Walbran old-growth should be preserved, not logged

The Walbran Valley’s value more than surpasses the value of any red cedar contained within it.

On Sept. 18 the B.C. government approved Teal Jones’s proposed logging permit for the Walbran Valley and no one is talking about it. Vancouver Island has less than 10 per cent of its original low elevation old-growth rainforest left, and the province has just allowed a company to log it.

Just north of Port Renfrew is the Walbran Valley. Part of this valley is in the protected area of Carmanah Walbran Provincial Park, only thanks to a blockade of Teal Jones logging trucks in 1993’s “war in the woods”, which also included the Clayquot Sound protests.

Aside from the fact that we’re allowing a company that specializes in global export to log and export a resource that could be used in British Columbia, if not on Vancouver Island, we are also allowing them to log an invaluable resource. The Walbran Valley is irreplaceable, as a cultural resource, a recreational resource, and as habitat for multiple endangered species.

The Walbran Valley’s value more than surpasses the value of any red cedar contained within it.
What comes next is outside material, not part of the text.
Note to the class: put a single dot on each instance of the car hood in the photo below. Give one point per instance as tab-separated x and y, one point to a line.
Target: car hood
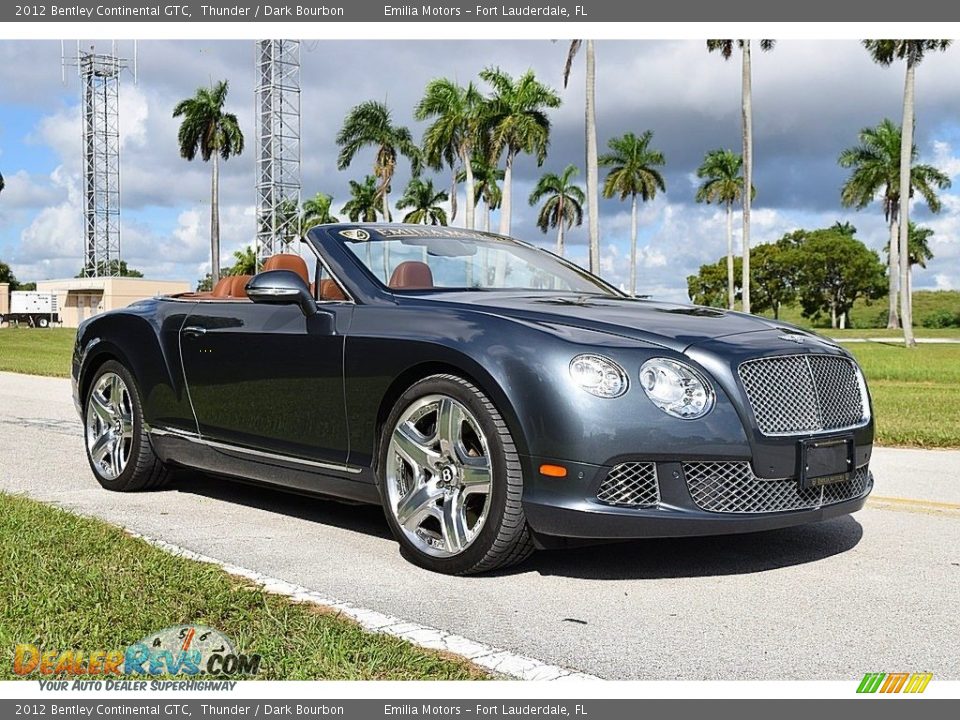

Why is this province and the Island unable to preserve the remaining beautiful old-growth forests we have left? Residents of this province have the responsibility to be good stewards of the resources we have, and I truly believe we will have failed to be good stewards of our resources if we allow the province, Ministry of Forests, Ministry of Environment, and Teal Jones to go ahead with this logging operation.

We should not forget that preserving old-growth forests is not for our own benefit but for the benefit of future generations, including our children and grandchildren. We should be writing letters to our premier, our MLA representative, the South Island Natural Resource District manager, and all other parties involved, to help preserve the Walbran Valley. I hope residents of the Cowichan Valley want to know what is going on in their own backyard, and be willing to do something about it.